There is no way in which Parliament will be able deal with this by primary legislation, within the 2 year time limits imposed by Article 50. Once that time limit expires, the EU provisions will no longer apply, leaving the UK with a legal vacuum. To reduce the length of uncertainty, the Great Repeal Bill will necessarily have to give power to ministers to make new laws in all these fields by statutory instrument.
That raises profound issues for Parliament. When section 2(2) of the 1972 Act has been employed as a basis for secondary legislation, it has been used to implement EU legislation that has already undergone considerable scrutiny at EU level (by member states and the European Parliament). In contrast, Parliament’s scrutiny of UK statutory instruments is widely regarded as seriously deficient (not least because there is no power to propose amendments).
It also raises important questions for Whitehall: in particular, it is not clear that the Government Legal Department (whose numbers have been very substantially reduced in recent years) will have the capacity to take on the amount of extra work that needs to be done, at least without a substantial recruitment campaign.
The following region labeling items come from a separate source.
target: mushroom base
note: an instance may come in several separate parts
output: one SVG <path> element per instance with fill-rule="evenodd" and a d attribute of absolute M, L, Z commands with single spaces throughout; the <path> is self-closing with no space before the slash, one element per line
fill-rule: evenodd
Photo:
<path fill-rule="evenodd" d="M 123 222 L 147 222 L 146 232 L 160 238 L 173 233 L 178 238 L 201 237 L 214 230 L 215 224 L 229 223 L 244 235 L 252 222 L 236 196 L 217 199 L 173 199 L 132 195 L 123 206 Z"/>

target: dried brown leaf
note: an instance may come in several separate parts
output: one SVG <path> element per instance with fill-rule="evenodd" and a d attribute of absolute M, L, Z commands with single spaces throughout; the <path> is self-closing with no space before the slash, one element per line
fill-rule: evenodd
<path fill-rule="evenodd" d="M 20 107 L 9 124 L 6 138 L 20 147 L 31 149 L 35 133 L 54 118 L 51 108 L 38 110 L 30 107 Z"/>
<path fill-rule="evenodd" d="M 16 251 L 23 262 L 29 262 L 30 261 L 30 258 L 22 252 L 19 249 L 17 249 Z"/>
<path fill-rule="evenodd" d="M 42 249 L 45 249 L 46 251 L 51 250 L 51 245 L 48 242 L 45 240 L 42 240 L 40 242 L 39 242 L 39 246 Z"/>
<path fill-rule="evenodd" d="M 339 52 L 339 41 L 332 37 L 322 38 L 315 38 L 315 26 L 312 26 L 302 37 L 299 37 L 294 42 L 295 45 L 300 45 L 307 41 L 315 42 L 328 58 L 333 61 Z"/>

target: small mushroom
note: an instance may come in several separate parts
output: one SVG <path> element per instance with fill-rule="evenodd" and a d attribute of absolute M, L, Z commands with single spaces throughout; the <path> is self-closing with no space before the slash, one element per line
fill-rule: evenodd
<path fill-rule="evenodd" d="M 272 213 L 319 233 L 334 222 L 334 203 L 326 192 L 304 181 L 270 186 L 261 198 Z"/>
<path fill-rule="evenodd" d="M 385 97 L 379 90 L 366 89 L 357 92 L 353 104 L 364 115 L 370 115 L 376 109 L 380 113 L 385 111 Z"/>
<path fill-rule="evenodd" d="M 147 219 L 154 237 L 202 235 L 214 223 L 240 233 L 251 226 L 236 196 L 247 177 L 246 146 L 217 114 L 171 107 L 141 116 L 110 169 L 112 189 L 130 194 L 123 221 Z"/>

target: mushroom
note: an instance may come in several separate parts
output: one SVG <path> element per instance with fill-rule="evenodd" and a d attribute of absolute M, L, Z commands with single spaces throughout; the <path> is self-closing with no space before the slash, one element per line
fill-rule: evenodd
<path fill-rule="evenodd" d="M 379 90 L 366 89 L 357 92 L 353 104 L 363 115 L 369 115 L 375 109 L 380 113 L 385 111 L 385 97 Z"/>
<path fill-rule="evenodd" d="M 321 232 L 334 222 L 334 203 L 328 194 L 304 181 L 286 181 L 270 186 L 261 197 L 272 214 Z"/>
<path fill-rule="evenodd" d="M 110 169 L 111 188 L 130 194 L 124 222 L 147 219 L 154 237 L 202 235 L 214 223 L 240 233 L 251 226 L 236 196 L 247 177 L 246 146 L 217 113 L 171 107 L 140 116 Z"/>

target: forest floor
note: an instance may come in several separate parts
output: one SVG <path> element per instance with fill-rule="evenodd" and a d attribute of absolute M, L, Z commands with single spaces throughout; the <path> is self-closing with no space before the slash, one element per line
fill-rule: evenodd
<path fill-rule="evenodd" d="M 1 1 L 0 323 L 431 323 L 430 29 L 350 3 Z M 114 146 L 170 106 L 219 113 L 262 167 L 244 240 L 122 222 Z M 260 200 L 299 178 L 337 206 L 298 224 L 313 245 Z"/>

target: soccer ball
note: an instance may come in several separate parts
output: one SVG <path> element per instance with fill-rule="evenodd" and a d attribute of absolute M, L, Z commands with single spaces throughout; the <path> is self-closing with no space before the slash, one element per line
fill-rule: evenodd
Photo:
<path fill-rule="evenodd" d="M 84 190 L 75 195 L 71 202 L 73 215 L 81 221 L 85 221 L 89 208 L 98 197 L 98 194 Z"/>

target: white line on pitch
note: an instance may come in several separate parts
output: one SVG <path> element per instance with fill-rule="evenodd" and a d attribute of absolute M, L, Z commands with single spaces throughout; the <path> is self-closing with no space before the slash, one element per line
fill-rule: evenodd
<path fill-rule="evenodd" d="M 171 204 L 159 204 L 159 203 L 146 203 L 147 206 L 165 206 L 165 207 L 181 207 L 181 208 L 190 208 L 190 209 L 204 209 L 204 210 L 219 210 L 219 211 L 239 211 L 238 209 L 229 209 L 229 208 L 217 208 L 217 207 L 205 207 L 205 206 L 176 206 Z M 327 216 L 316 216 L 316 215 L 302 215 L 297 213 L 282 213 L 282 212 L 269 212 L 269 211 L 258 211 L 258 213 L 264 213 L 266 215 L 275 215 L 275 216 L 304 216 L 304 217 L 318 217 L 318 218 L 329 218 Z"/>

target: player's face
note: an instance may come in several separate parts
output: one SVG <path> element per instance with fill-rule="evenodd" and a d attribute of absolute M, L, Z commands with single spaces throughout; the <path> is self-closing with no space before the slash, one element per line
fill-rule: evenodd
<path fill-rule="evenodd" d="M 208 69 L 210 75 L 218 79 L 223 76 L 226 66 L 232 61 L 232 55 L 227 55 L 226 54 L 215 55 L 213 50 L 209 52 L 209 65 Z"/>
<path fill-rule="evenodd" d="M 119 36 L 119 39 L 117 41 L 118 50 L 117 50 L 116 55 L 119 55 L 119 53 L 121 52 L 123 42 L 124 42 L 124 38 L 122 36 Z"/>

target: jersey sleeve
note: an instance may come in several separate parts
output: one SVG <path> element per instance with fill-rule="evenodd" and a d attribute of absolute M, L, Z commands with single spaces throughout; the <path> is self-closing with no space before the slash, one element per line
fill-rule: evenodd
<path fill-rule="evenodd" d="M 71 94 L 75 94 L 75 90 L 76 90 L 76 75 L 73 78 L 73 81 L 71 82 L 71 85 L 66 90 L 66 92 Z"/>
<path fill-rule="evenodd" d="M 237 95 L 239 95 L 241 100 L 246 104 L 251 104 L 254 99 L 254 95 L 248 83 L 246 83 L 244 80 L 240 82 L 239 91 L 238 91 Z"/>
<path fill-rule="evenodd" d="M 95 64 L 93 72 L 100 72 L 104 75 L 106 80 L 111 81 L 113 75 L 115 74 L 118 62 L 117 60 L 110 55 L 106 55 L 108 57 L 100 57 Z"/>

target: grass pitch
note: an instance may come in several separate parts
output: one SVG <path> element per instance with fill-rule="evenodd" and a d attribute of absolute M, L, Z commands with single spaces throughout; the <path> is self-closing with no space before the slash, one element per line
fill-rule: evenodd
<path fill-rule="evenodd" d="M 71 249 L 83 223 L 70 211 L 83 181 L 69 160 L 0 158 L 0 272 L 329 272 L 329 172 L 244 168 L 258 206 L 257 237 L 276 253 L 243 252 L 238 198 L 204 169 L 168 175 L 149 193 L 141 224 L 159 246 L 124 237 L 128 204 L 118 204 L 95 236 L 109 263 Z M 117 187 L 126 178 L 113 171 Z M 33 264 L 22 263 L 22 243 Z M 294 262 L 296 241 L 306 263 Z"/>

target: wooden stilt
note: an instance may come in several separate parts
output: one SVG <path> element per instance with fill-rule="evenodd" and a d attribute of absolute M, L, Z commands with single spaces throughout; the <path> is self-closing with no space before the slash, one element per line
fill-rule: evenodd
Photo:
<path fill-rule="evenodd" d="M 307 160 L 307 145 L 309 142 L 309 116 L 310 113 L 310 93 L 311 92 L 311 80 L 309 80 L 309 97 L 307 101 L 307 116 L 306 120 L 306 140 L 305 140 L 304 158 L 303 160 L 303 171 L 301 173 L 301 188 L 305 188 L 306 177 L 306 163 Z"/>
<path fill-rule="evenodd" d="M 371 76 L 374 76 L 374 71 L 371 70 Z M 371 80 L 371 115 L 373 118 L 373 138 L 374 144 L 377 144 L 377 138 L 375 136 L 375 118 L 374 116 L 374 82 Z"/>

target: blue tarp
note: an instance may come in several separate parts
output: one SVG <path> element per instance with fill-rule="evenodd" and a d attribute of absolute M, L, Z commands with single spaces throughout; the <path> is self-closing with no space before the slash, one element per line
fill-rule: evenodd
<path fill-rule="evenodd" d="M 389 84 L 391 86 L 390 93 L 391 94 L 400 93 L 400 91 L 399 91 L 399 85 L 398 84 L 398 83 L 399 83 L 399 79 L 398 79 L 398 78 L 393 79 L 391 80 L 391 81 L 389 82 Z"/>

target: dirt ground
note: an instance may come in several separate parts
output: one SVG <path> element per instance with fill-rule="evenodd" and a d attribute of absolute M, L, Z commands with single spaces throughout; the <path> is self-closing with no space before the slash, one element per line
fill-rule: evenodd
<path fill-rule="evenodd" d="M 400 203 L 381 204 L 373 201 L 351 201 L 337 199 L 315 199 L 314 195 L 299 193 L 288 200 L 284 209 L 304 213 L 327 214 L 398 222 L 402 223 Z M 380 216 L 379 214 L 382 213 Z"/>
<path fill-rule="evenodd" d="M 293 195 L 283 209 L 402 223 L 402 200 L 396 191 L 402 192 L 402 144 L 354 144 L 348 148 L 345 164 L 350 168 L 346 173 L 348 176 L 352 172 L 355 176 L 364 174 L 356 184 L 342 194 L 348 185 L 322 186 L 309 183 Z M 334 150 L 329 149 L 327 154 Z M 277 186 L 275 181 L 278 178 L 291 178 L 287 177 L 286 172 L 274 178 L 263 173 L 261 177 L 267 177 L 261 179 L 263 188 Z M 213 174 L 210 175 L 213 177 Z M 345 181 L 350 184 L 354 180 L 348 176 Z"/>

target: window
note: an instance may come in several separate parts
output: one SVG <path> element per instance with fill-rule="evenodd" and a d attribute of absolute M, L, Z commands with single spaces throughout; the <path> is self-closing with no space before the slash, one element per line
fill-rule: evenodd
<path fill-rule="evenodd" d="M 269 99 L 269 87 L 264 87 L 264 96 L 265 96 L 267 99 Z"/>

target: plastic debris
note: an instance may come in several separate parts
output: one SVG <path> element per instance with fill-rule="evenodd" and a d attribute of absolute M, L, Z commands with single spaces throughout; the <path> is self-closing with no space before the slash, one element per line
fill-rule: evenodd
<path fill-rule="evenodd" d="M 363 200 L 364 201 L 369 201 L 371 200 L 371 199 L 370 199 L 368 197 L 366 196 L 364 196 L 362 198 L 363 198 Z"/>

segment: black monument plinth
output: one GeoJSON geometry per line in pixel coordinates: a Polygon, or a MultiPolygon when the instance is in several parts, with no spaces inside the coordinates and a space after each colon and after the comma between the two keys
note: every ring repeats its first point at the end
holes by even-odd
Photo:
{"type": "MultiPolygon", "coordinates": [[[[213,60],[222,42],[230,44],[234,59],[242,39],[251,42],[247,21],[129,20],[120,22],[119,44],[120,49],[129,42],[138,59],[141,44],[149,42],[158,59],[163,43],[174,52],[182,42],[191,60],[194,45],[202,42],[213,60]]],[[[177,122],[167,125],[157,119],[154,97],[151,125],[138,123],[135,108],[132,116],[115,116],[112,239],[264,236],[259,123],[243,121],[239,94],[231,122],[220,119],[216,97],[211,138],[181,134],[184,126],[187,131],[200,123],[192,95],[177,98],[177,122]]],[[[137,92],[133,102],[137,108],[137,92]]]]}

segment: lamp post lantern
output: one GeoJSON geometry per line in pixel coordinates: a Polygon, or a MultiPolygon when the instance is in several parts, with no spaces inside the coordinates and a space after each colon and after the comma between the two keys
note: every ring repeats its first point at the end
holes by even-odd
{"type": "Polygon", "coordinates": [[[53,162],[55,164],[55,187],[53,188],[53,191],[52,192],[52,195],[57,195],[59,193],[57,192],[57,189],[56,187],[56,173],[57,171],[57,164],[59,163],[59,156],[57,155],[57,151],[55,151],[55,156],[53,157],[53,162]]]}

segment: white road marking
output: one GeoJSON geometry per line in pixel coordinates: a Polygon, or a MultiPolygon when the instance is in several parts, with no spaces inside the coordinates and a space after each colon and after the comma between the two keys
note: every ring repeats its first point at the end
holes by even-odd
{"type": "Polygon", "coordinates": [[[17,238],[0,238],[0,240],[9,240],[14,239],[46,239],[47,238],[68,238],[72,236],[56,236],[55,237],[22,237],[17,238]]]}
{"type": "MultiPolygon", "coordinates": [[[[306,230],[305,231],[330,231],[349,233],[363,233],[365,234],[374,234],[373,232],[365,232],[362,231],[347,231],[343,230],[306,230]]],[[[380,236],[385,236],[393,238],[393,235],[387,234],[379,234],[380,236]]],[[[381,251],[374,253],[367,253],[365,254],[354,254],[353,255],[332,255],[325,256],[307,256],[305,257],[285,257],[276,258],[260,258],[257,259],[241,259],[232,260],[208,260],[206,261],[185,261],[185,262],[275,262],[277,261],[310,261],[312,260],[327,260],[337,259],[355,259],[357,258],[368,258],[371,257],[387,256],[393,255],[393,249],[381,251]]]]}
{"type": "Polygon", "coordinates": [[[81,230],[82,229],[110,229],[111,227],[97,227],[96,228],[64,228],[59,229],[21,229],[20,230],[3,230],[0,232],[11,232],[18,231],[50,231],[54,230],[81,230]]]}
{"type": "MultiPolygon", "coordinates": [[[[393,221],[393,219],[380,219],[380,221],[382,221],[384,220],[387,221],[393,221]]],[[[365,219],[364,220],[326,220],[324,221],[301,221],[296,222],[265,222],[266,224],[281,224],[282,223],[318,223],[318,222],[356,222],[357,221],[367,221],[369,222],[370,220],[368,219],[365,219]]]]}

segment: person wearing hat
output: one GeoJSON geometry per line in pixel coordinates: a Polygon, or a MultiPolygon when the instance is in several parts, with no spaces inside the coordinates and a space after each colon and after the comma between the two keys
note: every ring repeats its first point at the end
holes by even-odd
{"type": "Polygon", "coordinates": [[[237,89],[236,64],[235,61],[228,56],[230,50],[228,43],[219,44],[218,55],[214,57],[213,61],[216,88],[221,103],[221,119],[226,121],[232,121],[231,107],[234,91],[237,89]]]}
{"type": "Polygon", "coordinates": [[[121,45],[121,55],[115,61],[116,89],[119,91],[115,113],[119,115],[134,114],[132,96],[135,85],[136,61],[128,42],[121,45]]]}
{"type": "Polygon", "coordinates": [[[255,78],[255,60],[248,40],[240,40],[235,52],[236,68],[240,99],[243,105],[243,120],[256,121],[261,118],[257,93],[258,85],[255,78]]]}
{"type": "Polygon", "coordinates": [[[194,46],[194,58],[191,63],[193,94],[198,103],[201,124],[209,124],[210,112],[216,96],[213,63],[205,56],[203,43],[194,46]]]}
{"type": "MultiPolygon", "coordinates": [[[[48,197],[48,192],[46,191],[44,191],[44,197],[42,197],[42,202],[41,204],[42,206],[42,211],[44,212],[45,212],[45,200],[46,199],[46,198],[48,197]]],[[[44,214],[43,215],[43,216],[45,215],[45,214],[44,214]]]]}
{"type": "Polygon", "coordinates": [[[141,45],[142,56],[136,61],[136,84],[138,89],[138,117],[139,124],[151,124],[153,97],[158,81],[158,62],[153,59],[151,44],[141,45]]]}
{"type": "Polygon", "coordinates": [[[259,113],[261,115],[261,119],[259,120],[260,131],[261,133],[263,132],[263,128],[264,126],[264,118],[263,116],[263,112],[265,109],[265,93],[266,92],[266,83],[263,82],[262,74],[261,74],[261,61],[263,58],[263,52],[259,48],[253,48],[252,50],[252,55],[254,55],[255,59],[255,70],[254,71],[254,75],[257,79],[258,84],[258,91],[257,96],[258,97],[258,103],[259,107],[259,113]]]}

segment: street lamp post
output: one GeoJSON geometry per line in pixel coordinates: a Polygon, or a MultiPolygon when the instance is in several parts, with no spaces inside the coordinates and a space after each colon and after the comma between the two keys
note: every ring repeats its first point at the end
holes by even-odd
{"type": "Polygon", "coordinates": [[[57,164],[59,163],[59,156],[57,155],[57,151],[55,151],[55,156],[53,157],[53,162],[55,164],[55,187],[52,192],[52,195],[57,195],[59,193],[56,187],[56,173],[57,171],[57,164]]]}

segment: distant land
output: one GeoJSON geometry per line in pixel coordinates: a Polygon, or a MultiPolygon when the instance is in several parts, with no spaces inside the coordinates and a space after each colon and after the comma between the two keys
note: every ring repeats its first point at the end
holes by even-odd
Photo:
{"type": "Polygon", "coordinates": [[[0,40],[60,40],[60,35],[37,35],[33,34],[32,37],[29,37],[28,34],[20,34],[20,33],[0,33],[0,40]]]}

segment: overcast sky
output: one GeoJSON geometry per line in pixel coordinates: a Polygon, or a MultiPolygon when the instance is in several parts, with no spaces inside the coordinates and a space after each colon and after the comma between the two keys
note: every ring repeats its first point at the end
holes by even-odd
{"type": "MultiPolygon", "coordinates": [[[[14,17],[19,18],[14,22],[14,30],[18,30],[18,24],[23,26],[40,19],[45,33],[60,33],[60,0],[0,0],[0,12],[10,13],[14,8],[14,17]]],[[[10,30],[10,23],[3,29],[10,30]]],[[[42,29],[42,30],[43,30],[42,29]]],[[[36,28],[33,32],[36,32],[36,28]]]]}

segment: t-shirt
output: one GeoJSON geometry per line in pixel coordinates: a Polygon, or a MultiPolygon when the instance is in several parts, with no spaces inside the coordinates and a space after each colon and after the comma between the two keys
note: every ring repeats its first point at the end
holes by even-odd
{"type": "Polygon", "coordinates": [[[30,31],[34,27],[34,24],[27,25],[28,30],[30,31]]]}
And expertise in the numerous technical and policy areas affected cannot be acquired overnight.
So there is a serious risk that swathes of legislation, drafted in a hurry by overworked civil servants with inadequate knowledge of the areas concerned, will be waived through without Parliament having the means or capacity to scrutinise effectively what is being proposed. The extent of Parliamentary scrutiny depends on the terms of the parent act, and in most cases Parliament’s control is limited to approving, or rejecting, the instrument as laid before it: it cannot (except in very rare cases) amend or change it. Not only would that sit uneasily with many leavers’ concerns to improve democratic control of the executive and to restore Parliamentary sovereignty, but it would create the risk of generating serious costs for business in dealing with inadequate, unclear, or even perverse, legislation. The scale of the task of getting this right should not be underestimated by either Parliament or Whitehall. Parliament will need to make certain, as it considers the Great Repeal Bill, that the powers that the Bill is bound to confer on ministers should be exercisable only after proper scrutiny by Parliament and after wide consultation and careful consideration. If the price of a quick Brexit is rushed and incoherent legislation, prepared with inadequate democratic scrutiny and giving rise to substantial costs to business, even many leavers will wonder if that is a price worth paying.